Questo tipo di identificazione ‘eroica’, descritta da Lagache fin dal 1948, si riscontra in molti delinquenti e quasi-delinquenti: nel caso dell’imputato oggetto di perizia di cui avevo parlato all’inizio, tale identificazione si esprimeva con la fantasia di essere un giustiziere. Qui l’identificazione eroica corrisponde a un “falso ideale[10] (Lagache D., 1948, 73), falso in quanto – basato sull’affermazione narcisistica delle tendenze di dominio e sadiche – è sostenuto dalla negazione del valore dell’altro e dalla negazione dei valori comuni.  Tale identificazione si manifesta quando il soggetto ad es. parla del suo come di un “cattivo carattere” nei confronti del quale, però, è compiacente come un genitore indulgente. Oppure nella relazione d’amore: l’oggetto è una proiezione dell’Io ideale e, in certi casi particolari, una accentuazione, un perfezionamento dell’Io ‘cattivo’.
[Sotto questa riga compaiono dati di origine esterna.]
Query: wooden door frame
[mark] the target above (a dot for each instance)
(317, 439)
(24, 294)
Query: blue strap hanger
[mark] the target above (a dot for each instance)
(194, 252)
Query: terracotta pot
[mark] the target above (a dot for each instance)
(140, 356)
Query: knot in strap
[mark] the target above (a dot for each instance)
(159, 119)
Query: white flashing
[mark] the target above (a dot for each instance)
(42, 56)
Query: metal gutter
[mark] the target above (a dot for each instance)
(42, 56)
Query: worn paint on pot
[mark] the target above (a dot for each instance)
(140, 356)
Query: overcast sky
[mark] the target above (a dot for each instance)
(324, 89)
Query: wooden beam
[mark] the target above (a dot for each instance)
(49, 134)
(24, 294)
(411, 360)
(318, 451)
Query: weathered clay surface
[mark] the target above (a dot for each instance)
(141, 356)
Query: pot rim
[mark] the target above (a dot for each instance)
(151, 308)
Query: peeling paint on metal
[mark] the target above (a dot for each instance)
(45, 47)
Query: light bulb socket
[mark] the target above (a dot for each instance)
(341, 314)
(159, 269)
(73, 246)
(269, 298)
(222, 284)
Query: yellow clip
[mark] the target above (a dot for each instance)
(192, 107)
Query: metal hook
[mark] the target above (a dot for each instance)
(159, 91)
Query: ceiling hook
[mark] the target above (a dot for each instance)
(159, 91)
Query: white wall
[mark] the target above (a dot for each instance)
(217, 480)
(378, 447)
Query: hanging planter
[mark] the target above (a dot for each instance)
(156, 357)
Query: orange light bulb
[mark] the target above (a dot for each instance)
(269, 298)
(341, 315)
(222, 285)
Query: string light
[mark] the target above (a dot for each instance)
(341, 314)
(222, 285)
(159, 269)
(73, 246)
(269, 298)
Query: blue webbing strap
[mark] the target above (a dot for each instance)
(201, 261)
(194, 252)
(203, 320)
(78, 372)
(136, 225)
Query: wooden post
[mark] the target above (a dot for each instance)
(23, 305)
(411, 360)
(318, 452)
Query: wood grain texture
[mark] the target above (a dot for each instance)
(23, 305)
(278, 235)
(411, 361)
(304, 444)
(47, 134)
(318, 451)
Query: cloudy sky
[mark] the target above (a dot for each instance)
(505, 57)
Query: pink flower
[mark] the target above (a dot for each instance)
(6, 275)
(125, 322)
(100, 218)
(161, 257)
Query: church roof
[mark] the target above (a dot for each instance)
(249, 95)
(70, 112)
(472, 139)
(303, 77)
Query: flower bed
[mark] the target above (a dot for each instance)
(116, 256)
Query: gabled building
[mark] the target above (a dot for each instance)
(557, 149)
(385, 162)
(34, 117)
L’ ‘ambiente scelto’ in cui il soggetto si inserisce si compone di persone per le quali il soggetto, identificato con l’Io ideale del gruppo, “è oggetto di tolleranza, di ammirazione, di imitazione” (Lagache D., 1961b, 255).  Per ambiente scelto si intende un ambiente dove   la colpa non è sentita come tale, dove la condotta colpevole diviene una prodezza, una maniera di dar prova di sé “all’interno di un gruppo che esalta il coraggio, la forza, l’abilità e la decisione, la gerarchia del potere, l’onestà e la lealtà nei confronti del gruppo, la devozione nei confronti dei compagni” (Lagache D., 1962b, 47).  Non è che nella struttura del criminale si debba ipotizzare l’assenza del Super-io: al contrario. Tale struttura è presente, solo che si tratta di un Super-io primitivo, il che comporta che le relazioni vengano impostate secondo la modalità sadomasochistica dell’aggressività subita o agita. Come accennato prima, possono essere sperimentate la colpa e il senso di inferiorità; in termini generali- scrive Lagache – “sia l’una che l’altra corrispondono ad una ferita narcisistica che si esplicita in un atteggiamento critico dell’Io -soggetto in rapporto all’ Io- oggetto. Certo, ci sono casi ambigui: è vero che un soggetto può sentire una propria carenza (oppure gli viene fatta sentire) non come un difetto ma come una colpa. Tuttavia, nelle forme differenziate i sentimenti di colpa e quelli d’inferiorità non mettono in causa gli stessi aspetti: nel primo caso il soggetto soffre per non essere conforme all’ideale dell’Io in quanto le aspettative degli altri sono diventate le proprie; nel sentimento di inferiorità il soggetto soffre di non corrispondere alla propria aspettativa; il suo conformismo all’ideale dell’Io può essere sentito come una inferiorità. Così un uomo […] si rimprovera alternativamente le relazioni con le prostitute (relazioni in opposizione con i suoi principi morali) e la sua incapacità di sganciarsi dai principi morali, di affermare i ‘suoi diritti naturali’. L’obbedienza passiva alla legge sociale e morale può essere sentita come una colpa in riferimento ad un codice di valori che non è più quello del Super – io ma dell’Io ideale[11]” (Lagache D., 1961b, 228). In sostanza, sintetizzerei dicendo che il soggetto può provare colpa per aver mancato all’ideale narcisistico individuale e, eventualmente, di gruppo.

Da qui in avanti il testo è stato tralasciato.